The reflection agent was critical here: it was programmed to act as a kind of check on the work of other agents, like the researcher and document planner. It was a way of adding in an additional step in the process which, although it increased latency meant the outputs were ultimately much more accurate and useful for researchers.

 

What other innovations did you implement?

 

While the reflection agent played an important role in making our agentic solution effective, we also did further work on two key areas in a bid to ensure quality and accuracy: AI evaluation and improving data quality. Given pharmaceutical research is expensive, quality and reliability have direct commercial consequences.

 

Evals

 

We implemented evals for the project with the help of Langfuse — an LLM engineering platform. A key part of this is curating ground truth, which we did with the help of client subject matter experts. This essentially functions as a kind of baseline (as the name suggests) for the accuracy of LLM outputs. 

 

This curated ground truth, alongside the question, retrieved context and the answer was an input into the eval stage, for which we used the popular library Ragas.

 

The key eval metrics included: 

 

  • Answer relevancy

  • Faithfulness

  • Context relevancy

  • Context precision

  • Answer similarity

  • Answer correctness

  • Context recall

  • Context precision without reference

 

These eval scores were then pushed back to Langfuse which, in turn, informed future outputs. This essentially created a feedback loop in which our system could become more accurate and reliable, reducing the risk of hallucination or relevant answers.

 

Improving data quality

 

Another approach to improving the research tool was to improve the quality of our data. To be clear, the issue wasn’t strictly that the data across the organization was particularly bad, but instead that it was diverse and fragmented — in different formats, using different nomenclature and structures and with varying degrees of metadata.

 

The process worked like this:

 

  • Data would be extracted from PDFs into a JSON format and then preprocessed.
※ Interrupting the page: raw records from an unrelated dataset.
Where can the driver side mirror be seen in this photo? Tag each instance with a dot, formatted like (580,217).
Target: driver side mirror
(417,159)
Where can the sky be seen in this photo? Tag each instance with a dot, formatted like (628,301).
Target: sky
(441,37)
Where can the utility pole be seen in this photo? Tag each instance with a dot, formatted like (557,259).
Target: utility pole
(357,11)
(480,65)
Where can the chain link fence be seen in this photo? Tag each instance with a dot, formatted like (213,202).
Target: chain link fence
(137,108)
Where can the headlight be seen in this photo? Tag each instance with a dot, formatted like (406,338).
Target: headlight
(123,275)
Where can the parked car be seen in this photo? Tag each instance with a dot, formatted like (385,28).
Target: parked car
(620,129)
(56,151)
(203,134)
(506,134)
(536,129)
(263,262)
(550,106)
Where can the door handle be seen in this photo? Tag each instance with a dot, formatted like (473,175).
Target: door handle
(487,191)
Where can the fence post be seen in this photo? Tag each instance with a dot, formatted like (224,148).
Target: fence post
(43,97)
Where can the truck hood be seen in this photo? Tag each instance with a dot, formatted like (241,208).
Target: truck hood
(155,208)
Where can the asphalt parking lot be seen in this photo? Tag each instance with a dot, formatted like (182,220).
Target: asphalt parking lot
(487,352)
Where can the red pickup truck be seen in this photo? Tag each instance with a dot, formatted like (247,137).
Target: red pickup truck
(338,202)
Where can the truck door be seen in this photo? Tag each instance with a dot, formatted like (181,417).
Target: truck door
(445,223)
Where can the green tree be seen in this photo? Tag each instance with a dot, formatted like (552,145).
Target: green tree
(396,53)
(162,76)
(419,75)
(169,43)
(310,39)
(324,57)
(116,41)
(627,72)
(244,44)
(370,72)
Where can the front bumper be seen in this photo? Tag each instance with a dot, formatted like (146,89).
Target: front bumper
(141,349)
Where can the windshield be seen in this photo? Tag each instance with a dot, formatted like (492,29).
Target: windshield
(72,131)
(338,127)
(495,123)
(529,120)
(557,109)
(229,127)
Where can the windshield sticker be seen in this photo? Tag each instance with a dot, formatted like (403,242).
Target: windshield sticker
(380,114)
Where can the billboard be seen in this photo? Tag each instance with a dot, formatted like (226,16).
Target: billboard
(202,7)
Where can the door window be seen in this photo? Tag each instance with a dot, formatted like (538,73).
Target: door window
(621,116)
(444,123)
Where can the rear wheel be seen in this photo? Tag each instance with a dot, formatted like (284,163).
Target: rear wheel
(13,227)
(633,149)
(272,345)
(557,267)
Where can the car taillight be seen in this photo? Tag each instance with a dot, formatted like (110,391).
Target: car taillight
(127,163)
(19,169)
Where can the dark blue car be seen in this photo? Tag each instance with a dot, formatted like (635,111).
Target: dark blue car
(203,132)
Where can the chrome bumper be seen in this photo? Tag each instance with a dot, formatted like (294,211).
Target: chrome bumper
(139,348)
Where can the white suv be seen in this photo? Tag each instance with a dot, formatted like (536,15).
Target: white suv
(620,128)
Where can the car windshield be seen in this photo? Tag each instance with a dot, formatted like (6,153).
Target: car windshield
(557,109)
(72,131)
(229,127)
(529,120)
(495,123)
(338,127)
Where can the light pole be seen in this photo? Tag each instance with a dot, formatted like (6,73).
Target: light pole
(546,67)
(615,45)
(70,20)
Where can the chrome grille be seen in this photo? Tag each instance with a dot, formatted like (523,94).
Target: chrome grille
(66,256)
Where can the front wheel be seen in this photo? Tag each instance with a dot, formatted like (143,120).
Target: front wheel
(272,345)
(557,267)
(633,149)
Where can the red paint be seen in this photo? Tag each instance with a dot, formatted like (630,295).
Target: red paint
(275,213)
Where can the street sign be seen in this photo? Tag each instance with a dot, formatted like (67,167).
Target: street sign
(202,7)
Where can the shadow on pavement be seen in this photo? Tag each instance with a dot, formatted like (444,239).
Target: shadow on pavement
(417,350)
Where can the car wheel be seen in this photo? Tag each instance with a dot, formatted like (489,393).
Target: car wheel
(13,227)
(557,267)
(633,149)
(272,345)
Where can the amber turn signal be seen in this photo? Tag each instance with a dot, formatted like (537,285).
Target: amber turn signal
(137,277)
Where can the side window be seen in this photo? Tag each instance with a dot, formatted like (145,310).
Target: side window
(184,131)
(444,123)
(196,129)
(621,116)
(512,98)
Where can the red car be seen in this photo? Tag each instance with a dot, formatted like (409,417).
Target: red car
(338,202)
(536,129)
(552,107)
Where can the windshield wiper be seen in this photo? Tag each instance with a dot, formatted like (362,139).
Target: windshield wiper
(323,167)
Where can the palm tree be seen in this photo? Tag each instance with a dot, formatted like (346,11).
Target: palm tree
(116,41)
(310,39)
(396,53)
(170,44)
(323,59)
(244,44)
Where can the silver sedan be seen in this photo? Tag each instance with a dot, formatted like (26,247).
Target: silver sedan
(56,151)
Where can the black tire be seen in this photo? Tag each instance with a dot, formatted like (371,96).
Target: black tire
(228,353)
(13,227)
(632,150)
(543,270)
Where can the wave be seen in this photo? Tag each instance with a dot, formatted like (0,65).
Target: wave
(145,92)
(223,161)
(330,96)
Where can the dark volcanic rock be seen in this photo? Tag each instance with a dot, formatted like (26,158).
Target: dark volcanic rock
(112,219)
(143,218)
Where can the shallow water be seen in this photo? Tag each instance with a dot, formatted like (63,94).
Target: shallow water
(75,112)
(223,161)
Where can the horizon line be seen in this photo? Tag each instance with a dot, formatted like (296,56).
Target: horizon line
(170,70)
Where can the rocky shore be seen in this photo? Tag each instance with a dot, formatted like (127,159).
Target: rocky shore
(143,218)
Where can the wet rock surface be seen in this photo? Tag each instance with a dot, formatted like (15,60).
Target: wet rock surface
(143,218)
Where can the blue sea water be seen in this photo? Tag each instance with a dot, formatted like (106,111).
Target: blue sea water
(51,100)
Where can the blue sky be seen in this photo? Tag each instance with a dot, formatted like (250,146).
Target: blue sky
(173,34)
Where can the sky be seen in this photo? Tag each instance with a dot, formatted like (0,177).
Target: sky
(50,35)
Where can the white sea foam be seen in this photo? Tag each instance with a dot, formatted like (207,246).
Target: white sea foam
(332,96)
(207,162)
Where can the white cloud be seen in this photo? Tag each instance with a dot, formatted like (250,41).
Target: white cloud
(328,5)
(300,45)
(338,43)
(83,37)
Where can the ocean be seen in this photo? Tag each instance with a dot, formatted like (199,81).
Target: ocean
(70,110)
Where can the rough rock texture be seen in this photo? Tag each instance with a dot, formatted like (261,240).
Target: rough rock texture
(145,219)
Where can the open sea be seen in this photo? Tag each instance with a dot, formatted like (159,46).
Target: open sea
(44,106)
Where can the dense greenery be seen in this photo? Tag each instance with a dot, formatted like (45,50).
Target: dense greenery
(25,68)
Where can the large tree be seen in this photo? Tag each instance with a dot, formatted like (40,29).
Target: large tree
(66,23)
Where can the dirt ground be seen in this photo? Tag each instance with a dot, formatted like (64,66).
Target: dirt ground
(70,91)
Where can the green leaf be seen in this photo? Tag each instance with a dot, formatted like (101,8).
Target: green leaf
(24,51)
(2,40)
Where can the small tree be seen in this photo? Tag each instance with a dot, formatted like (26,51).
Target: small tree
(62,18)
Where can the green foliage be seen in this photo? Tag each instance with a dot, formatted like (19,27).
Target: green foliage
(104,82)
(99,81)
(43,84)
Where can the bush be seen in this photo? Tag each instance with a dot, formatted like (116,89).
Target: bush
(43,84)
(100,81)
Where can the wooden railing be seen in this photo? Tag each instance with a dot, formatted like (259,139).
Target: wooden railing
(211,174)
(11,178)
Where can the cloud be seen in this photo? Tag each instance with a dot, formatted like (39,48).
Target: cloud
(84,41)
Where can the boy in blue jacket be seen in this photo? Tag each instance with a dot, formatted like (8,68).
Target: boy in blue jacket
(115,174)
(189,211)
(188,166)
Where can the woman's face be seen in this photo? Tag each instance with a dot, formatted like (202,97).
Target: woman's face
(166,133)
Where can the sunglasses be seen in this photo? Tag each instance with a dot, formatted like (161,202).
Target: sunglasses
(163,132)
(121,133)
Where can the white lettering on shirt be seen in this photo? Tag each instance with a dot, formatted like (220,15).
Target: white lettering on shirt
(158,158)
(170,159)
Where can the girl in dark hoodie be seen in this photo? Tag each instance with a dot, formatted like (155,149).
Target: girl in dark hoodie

  • This would then go through a process known as chunking, where the data is broken up into discrete pieces.

  • After chunking it would then be organized into embeddings.

  • We then used GPT 4.0 for named entity recognition which would enrich the data, essentially turning what started as something highly unstructured into something highly structured and usable for the LLMs in the agentic system.

  • The final stages involved evaluation (using LLM-as-judge) and verification, involving input from a domain expert (i.e. a data scientist).

  • This process then fed back into the earlier embedding stages, improving how data came to be transformed from structured to unstructured.

 

What was the impact and what’s next?

 

The multi agent system we developed delivered significant benefits to the client:

 

  • It reduced manual searching by 90%, turning the task from day-to-day drudgery to an occasional edge case.

  • It reduced the amount of time to draft regulatory reports from weeks to just minutes

  • Helped the client avoid redundant experiments, making research more efficient and cost-effective.

 

From a patient perspective, the technical innovations we implemented help them get the treatment they need faster and at less cost.

 

This work has focused on the preclinical domain — the next phases may involve bringing multiagent systems into the clinical domain and even integrating deeper research. While the impact of the work has been substantial already, scaling these innovations to other parts of the organization offers a tremendous opportunity.

Disclaimer: The statements and opinions expressed in this article are those of the author(s) and do not necessarily reflect the positions of Thoughtworks.